The system built on “Soviet approaches” allowed, for instance, all single mothers to receive welfare payments regardless of their income. If you say that we should not give welfare payments to people who already have money, I encourage you to think how much it would cost to manage the regular assessment of the income of all household members and what the risks are that someone who really needs help will not receive it. And in order to imagine this huge amount of income (“threshold”) beyond which you can no longer claim help from the government, you can look at the example of social services where it was planned to introduce a “differentiated” approach to payments, meaning an approach based on evaluating individual or family income, even before the full-scale war. According to this system, citizens whose monthly income exceeds four subsistence wages — which currently means the income of 7,500 – 9,500 UAH (the threshold depends on whether an individual is able to work) — are deemed to be able to afford the full price of social services.

Here is my last observation regarding the Ministry’s proposals. Generally, in some of them, I did not notice any innovations which would specifically tackle problems that have emerged during the war or which would take into account the specific context of postwar rebuilding and postwar society. Essentially these are the same policies in the same political direction taken before the war. Means-tested social benefits, microloans to stimulate self-employment, stimulating employment as a status which does not necessarily ensure a decent standard of living — just so people do not claim unemployment benefits. Their general purpose is to reduce social spending.

A similar aim can also be seen in the action plan for the third area of restoration, decent pension provision: “We propose that it should consist of a minimum guaranteed pension income and accumulative pensions.” Excuse me, but this is what was also proposed before the war.

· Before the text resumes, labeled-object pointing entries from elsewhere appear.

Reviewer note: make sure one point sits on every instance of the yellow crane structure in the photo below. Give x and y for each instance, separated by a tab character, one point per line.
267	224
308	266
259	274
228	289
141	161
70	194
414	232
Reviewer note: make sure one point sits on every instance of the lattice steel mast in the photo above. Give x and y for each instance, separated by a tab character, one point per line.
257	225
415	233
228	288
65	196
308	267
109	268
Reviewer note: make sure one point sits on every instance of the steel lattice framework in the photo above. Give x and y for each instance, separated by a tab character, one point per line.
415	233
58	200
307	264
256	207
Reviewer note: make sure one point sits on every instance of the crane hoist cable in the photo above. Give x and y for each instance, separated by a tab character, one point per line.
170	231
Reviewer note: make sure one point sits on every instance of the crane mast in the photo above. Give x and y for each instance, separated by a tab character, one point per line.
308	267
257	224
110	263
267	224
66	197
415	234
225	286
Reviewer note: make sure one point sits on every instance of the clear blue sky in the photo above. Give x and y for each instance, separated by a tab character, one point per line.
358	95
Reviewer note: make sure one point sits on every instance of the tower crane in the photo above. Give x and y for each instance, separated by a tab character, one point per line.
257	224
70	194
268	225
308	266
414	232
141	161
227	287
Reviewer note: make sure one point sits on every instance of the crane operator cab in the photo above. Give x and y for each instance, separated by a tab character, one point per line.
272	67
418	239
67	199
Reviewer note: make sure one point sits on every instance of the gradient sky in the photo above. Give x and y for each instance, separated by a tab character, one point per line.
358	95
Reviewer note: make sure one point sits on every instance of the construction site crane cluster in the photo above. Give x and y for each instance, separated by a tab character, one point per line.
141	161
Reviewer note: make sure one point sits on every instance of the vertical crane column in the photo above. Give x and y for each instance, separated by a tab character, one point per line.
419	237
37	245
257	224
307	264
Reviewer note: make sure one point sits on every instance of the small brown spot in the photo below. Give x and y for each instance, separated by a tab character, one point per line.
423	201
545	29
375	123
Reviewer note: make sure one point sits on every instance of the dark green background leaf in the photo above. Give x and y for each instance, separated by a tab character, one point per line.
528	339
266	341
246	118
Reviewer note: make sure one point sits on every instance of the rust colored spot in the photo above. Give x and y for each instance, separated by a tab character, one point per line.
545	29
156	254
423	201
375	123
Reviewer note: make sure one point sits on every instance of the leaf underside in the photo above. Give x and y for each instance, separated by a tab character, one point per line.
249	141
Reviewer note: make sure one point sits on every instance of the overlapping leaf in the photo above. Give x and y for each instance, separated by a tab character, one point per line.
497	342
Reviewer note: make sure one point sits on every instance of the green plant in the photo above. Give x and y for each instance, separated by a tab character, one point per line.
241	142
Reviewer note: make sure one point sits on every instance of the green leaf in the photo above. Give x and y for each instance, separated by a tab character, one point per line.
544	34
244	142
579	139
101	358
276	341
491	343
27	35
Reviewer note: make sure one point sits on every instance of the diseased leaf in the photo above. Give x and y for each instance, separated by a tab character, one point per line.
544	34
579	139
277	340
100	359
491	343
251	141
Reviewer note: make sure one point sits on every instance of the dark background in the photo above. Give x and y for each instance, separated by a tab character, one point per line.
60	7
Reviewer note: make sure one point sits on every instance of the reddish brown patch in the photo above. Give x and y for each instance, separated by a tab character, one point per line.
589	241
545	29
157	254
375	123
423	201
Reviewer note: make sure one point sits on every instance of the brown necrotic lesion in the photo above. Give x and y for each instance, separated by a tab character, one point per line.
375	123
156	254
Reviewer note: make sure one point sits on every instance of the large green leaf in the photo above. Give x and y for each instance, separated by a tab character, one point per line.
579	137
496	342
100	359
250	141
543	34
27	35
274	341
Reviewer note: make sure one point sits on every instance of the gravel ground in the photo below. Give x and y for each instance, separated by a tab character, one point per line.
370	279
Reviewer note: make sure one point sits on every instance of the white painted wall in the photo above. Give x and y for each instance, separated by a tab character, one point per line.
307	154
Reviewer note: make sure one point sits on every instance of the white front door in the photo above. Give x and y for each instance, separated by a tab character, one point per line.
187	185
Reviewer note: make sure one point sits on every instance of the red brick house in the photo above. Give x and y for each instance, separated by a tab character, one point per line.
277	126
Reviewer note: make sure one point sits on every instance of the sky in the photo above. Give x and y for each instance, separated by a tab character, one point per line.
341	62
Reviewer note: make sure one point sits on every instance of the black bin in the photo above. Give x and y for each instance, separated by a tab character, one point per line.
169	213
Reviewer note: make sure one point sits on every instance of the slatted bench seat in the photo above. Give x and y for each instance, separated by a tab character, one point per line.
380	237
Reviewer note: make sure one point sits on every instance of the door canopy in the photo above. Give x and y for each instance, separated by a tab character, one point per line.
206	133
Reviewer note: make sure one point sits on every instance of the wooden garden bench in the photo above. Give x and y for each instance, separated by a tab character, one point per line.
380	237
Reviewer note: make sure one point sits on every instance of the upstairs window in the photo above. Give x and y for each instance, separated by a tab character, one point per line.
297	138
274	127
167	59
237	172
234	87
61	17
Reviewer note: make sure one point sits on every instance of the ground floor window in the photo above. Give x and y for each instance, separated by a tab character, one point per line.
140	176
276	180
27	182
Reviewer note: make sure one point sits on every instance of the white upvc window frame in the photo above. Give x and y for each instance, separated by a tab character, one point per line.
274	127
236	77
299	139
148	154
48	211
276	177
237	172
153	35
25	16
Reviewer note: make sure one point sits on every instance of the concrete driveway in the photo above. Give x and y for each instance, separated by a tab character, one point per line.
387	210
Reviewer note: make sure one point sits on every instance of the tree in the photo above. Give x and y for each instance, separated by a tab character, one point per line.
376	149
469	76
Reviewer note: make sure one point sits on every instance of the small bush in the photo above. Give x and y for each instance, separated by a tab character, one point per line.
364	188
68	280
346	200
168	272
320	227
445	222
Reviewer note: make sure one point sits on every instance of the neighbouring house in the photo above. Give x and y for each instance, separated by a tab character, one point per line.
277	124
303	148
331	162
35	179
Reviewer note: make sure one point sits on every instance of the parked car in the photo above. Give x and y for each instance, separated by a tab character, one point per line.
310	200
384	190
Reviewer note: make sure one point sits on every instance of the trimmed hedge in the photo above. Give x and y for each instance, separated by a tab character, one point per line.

Attempts to implement a pension reform by abandoning the solidary pension system have been made in Ukraine for years. Fortunately, they were never successful. Yes, pension reform might be inevitable, but what should it look like? For instance, the International Labor Organization is the most critical of exactly those multi-pillar pension systems which are based on personal pension savings (that is, systems similar to what is proposed in Ukraine). This pessimism is caused by the fact that these systems “place many risks — macroeconomic, financial and demographic — on individuals and are unable to guarantee the principles of social security.” In our country, however, switching to this model is presented as a part of ensuring social security in a postwar country.

I want to hope that we are yet to hear proposals from the Ministry regarding social protection measures in the context of postwar restoration which will actually take into account all the problems that war has brought to people and not just repeat the approaches which were proposed in social policies before. In addition, it is necessary that working groups under the National Council include experts with various perspectives, members of non-governmental organizations and trade unions who can offer alternative ideas and views. It is also important to ensure the possibility of a broad and open discussion of restoration policies which would involve the population of Ukraine, who are entitled to make decisions on what social policies in Ukraine after the war should look like.

Finally, I would like to add that despite the importance of developing a complex vision of postwar restoration or restructuring of social protection, some urgent needs require the Ministry’s attention right now. While the discussion of how to stimulate entrepreneurship among the internally displaced after the war is going on, hundreds of IDPs have still not received any help since March.